Anders429 / word_filter

A Word Filter for filtering text.
Apache License 2.0
1 stars 0 forks source link

Repetition Priority #79

Closed Anders429 closed 3 years ago

Anders429 commented 3 years ago

When handling repetitions, transitions along normal paths should be given priority. For example, a WordFilter over the word "foo" can match the input "fooo" in two different ways: the two letter 'o's can be taken first, or one 'o', the repetition, and then the second 'o' can be taken.

This presents a couple of problems. The main one is in trying to resolve #78. The input "foo or bar" (from that issue's example) becomes impossible to detect correctly, because of the ambiguity in repetition resolution. Another issue is ID blowup on inputs with an arbitrary amount of repeated characters (e.g. "fooooooooooo...").

There should be some sort of priority in traversing repetitions. A repetition should not be traversed if there is a valid c_transition that can be traversed first. Care needs to be taken to make sure that the valid c_transition resolves to a state that has a take_repetition flag set (otherwise it would be a larger grapheme). This way, both of the above issues can be resolved.

Anders429 commented 3 years ago

This wasn't actually too hard to solve, although it unfortunately adds more complexity to the already-monstrous State::transitions() method. While traversing along a char, I've added in a "look-ahead" check before creating a repetition transition. If the next state also has an edge on the same char, the next state has the into_separator flag, and the next-next state (along the same char path) has the take_separator flag, then we do not create the repetition transition.

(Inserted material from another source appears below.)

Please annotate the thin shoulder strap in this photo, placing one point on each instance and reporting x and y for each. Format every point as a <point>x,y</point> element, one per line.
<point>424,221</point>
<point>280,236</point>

This works because it ensures that the repetition can still happen in the future, which means that we can defer it now. This also fixes #78, allowing the test case there to work, since the repetitions are handled last.

Side note: it may be better to check that the next state's into_separator flag matches the current state's, rather than just checking that it's on (although it should be on if we are entering a separator at all), and to check that the next-next state's take_separator flag matches the next state's take_separator flag, just to ensure that the state's are indeed equal. This really shouldn't matter with the current state of how the PDA is generated, but it may matter in the future, so I'll leave this note here just in case problems arise later, so that this solution can be attempted.